O espantoso sumiço das abelhas
O nome científico é Desordem do
Colapso das Colônias, traduzido do inglês. Um fenômeno que ganhou relevância
nos Estados Unidos, particularmente na Califórnia, em 2006, quando milhões de
colmeias desapareceram. O cálculo do sumiço em 27 estados era de 1,4 milhão de
colmeias para um total de 2,5 milhões. As abelhas não morrem, elas somem. Não
deixam rastro. É como no navio fantasma Maria Celeste, cuja tripulação sumiu em
1872, daí chegaram a apelidar o evento de “Maria Celeste”.
O problema aumentou quando o
sumiço atingiu vários países da Europa, incluindo, Alemanha, França, Espanha,
Portugal, Suíça, entre outros. Começaram a levantar as causas do problema. Das
antenas de celulares, ao estresse de percorrer milhares de quilômetros
transportando abelhas dentro de caminhões acompanhando as safras de várias
culturas. Das 250 mil espécies de plantas com flores, 90% são polinizadas por
animais, na maioria insetos, e na sua maioria abelhas – cálculo de 40 mil
espécies no mundo, três mil no Brasil.
A polinização das plantas é
obrigatória para a reprodução, enfim, garante a continuidade da espécie, a
variedade genética e, principalmente, a produtividade. É o caso da maioria das
culturas comerciais, como soja, milho, a maioria das frutas. Enfim, calculando
em dinheiro o valor atinge US$200 bilhões no mundo inteiro, US$40 bilhões nos
Estados Unidos. Em janeiro desse ano, as autoridades sanitárias da Europa
(EFSA, que controla a segurança dos alimentos), determinaram que fossem
submetidos a exames detalhados três inseticidas, da classe dos neonicotinoides
(origem da nicotina), fabricados pela Bayer – clotidianidina e imidacloprida –
e tiametoxan, da Syngenta.
Inseticidas
suspeitos
A EFSA argumenta que os
inseticidas por meio de resíduos na terra, no néctar e pólen são alto e grave
risco para as abelhas na forma pelo qual são aplicados em cereais, algodão,
canola, milho e girassol, entre outras plantas.
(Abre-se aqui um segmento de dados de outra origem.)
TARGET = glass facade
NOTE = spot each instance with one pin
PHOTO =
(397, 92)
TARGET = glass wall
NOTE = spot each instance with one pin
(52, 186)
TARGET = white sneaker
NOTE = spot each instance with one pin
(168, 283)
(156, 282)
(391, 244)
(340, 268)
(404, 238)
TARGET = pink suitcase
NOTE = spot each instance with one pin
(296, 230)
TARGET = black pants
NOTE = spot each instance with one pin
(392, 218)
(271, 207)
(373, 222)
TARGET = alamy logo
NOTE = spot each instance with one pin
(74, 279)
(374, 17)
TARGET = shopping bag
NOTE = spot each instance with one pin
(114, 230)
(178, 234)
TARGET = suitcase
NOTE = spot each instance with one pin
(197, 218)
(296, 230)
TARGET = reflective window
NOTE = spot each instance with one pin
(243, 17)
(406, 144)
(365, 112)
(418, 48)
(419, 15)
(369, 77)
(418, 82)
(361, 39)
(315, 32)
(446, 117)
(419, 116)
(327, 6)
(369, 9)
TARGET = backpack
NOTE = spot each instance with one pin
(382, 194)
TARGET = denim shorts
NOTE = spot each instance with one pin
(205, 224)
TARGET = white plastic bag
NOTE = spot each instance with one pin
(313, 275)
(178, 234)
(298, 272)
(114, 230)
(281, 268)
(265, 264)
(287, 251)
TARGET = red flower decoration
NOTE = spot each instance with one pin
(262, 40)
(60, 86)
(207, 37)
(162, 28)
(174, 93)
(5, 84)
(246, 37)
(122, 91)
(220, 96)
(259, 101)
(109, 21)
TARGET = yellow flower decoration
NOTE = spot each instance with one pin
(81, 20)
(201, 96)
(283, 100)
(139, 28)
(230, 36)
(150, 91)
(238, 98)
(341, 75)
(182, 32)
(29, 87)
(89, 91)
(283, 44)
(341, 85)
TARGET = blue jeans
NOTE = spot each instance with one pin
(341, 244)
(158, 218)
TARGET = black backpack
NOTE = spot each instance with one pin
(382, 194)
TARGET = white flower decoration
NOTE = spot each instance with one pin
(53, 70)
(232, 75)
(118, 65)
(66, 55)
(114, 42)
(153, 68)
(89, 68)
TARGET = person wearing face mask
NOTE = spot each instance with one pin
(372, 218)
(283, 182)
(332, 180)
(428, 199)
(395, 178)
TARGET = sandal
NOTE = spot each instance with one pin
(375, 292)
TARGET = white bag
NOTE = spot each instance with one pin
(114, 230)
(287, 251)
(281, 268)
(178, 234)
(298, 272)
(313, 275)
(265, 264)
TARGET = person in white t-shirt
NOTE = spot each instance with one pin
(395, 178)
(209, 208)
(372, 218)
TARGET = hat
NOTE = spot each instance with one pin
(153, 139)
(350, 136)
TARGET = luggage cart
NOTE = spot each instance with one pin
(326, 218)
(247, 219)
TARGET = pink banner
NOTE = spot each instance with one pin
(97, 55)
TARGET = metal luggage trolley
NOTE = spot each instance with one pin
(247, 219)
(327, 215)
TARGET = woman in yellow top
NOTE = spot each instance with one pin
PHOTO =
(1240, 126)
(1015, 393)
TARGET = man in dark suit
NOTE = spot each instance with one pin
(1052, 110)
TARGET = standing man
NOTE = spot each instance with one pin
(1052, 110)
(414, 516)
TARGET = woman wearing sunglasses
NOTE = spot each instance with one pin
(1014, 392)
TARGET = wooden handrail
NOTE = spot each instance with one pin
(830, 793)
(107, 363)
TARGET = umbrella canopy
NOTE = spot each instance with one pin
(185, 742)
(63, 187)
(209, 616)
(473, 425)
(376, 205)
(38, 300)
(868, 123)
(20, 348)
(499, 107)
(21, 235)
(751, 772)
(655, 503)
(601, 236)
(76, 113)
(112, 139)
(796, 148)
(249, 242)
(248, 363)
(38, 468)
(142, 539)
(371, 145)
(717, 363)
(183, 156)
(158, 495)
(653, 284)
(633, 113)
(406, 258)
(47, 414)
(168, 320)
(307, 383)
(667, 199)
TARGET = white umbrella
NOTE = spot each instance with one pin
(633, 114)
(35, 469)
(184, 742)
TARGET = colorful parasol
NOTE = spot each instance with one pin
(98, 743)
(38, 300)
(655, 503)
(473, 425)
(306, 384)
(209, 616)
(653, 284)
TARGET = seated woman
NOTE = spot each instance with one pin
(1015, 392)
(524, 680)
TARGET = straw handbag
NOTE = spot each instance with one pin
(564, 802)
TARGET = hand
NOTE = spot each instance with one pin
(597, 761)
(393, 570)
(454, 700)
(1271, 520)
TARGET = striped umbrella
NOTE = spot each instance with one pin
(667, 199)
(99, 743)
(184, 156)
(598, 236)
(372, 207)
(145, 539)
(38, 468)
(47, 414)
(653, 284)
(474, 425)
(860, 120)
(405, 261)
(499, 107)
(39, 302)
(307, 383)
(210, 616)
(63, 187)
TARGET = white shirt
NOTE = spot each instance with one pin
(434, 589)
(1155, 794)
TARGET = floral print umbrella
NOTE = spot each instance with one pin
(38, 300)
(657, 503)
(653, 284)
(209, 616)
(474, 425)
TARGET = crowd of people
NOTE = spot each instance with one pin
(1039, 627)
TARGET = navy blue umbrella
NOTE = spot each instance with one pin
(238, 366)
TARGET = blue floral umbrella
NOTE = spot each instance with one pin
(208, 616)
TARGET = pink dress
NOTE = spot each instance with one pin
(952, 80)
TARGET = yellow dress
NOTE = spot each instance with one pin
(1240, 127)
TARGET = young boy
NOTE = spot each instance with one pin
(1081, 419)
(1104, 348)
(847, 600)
O órgão regulador determinou a
avaliação de risco muito mais abrangente para o caso das abelhas e introduziu
um nível mais alto de atenção na interpretação dos estudos de campo,
ressaltando que não tem dados para concluir que os inseticidas contribuem para
o colapso das colônias. Mesmo assim países como Itália, França, Alemanha e
Eslovênia proibiram ou suspenderam o uso dos venenos.
A Syngenta divulgou uma
declaração de que “esse relatório não é digno da EFSA e seus cientistas”. Já a
Bayer, que fatura 800 milhões de euros com os neonicotinoidas, informou que os
produtos químicos não causam danos as abelhas se usados da maneira pela qual
foram aprovados na Europa. Existem 18 casos relatados na literatura mundial de
mortandade de abelhas, segundo os pesquisadores Maria Cecília de Lima e Sá de
Alencar Rocha, em um amplo estudo publicado no ano passado pelo IBAMA, chamado
“Efeitos dos Agrotóxicos sobre abelhas silvestres no Brasil”.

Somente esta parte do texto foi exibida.